No. You just said "I will continue to send you audio recordings?" and I waited for it to happen. I did not watch the full Youtube video because it wasn't for me, but for others and it's quite difficult to me to listen to it for a long time.



> I need help collecting meta-analyses for MDD, GAD, OCD, BPD, DPD, etc. You interested or nah?


What do you mean with BPD? Borderline Personality Disorder? You didn't mention this in your other thread.


----------



## apoplexy (Jan 4, 2013)

TDX said:


> No. You just said "I will continue to send you audio recordings?" and I waited for it to happen. I did not watch the full Youtube video because it wasn't for me, but for others and it's quite difficult to me to listen to it for a long time.
> 
> What do you mean with BPD? Borderline Personality Disorder? You didn't mention this in your other thread.


Bipolar disorder. Please help me by inboxing me those meta-analyses. I'll have my Dad read them to me :3


----------



## Guest (Aug 8, 2016)

Hello, I just started Cariprazine (Vraylar) today. I also take an SSRI daily.

I was nervous until I read some good reviews about it. It seems to be really good for depression and anxiety.

I will keep everyone updated on how it goes. I just took the first pill a little bit ago.


----------



## TDX (Jul 12, 2014)

Good luck.


----------



## luctor et emergo (May 22, 2015)

Fingers crossed for you.


----------



## Guest (Aug 9, 2016)

It's day 2 of the med and I feel sick. Sort of like how motion sickness feels but not as intense. I feel a little headachey and also more tired.

I just thought I would post that even though it's only day 2. I am having some minor side effects already.


----------



## eddy1886 (Oct 11, 2012)

These symptoms can be very normal (for Atypical AntiPsychotics) in the initial stages of taking it while your mind and body adjust to the med...If the side effects arent really horrible try and give it 3 or 4 weeks to see if it does anything for ya...

My advice is (if you can).... Sleep alot!!!!....One of the benefits of these types of meds is as a sleep aid so if ya can sleep take advantage....

You may at the beginning (for the first 10 days or so) experience strange dreams, nausea, mild headcahes or that the med is making you worse....This is normal...Like I said if you can maybe give it about a month to take proper effect....But if its totally making things worse come off it...But slowly!
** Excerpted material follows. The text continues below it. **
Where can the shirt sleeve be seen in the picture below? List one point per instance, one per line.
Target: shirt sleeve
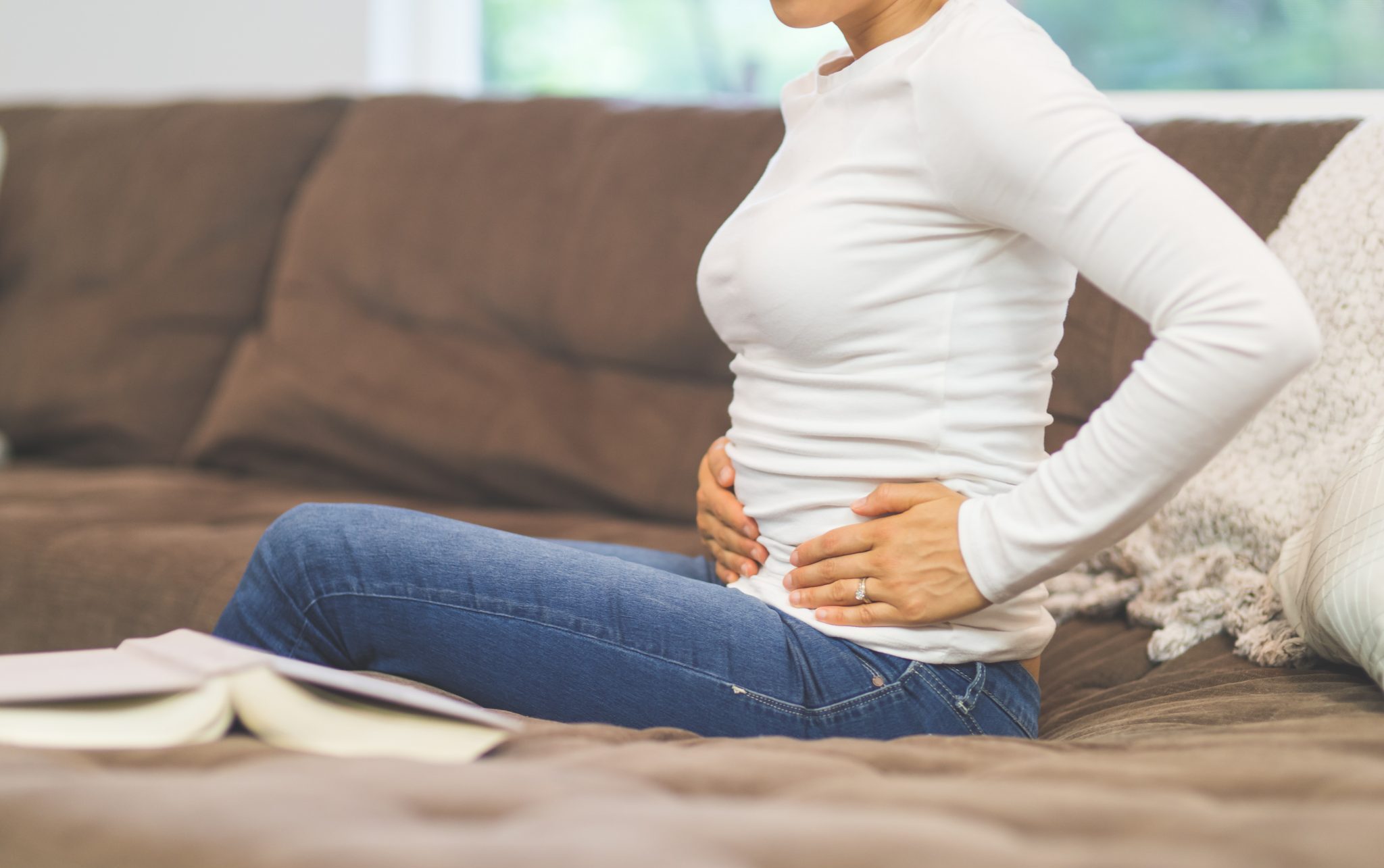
(1019, 141)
Dont just stop it all of a sudden and unsupervised!!!! Talk to your doctor!


----------



## TDX (Jul 12, 2014)

> My advice is (if you can).... Sleep alot!!!!....One of the benefits of these types of meds is as a sleep aid so if ya can sleep take advantage....


Cariprazine is a dopamine-partial-agonist, so it might have a stimulating effect. That's what I noticed with Aripiprazole, which is also a dopamine-partial-agonist. At 10 mg I was so restless that it was unbearable. At 5 mg it was tolerable. But things might be different for Cariprazine, because it seems to bind more to the D3-receptor, than the D2-receptor.
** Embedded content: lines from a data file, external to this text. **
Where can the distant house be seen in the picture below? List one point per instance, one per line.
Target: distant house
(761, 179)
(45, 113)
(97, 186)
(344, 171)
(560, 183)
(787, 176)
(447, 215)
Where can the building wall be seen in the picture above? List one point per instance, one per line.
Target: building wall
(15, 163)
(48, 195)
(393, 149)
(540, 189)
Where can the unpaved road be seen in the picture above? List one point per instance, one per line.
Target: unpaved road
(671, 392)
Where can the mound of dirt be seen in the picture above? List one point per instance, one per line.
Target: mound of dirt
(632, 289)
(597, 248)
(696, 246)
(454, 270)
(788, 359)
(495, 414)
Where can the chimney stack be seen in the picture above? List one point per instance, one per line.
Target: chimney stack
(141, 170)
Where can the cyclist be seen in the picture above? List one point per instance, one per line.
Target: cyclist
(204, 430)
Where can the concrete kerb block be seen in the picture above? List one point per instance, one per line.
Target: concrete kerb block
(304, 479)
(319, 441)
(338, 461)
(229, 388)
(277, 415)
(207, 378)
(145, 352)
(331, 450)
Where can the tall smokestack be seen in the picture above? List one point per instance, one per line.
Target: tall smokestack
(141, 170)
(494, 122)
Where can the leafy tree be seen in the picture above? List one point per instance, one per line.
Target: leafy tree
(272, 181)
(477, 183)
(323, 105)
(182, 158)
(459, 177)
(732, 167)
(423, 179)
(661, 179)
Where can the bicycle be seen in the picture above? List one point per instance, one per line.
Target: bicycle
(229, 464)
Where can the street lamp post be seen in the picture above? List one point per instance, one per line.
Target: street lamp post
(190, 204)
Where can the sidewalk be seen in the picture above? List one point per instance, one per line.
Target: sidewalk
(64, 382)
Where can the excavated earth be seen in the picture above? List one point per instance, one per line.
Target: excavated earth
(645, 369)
> You may at the beginning (for the first 10 days or so) experience strange dreams, nausea, mild headcahes or that the med is making you worse....This is normal...Like I said if you can maybe give it about a month to take proper effect....But if its totally making things worse come off it...But slowly! Dont just stop it all of a sudden and unsupervised!!!! Talk to your doctor!
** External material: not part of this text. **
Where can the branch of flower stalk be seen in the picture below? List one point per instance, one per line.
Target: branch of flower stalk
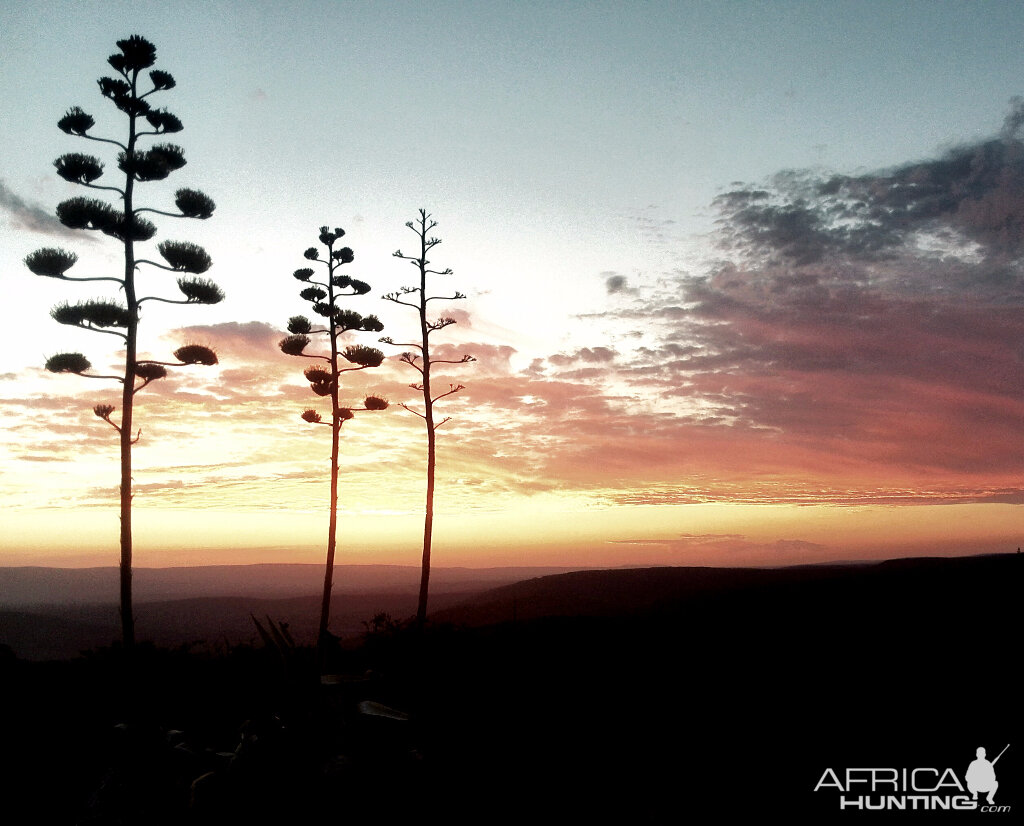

This might be true. I took all antipsychotics for a minimum of 6 weeks, except Amisulprid which had quite unpleasant side effects.


----------



## Guest (Aug 10, 2016)

Thank you, I will continue taking the medication. My pdoc is also adamant that I need to be on an AAP for my condition. I am stubborn and paranoid about meds but I'm going to keep sticking it out as I have with the SSRI for the past 2 weeks now.

I just worry about any sense of self I have left disappearing. I think that's my greatest fear. My DR is less lately but the DP is really bad. It used to be the opposite in the beginning months of this for me. (I've had this for 5 months now, induced by a marijuana panic attack)


----------



## Guest (Aug 15, 2016)

I have an update!

The dizzy sick feeling has gone away! What I notice now, is that my interest in hobbies I had before my DP/DR onset are returning!  (I've had DP/DR since March of this year)


----------



## TDX (Jul 12, 2014)

Hmm, mabye it was a good idea to talk about Cariprazine.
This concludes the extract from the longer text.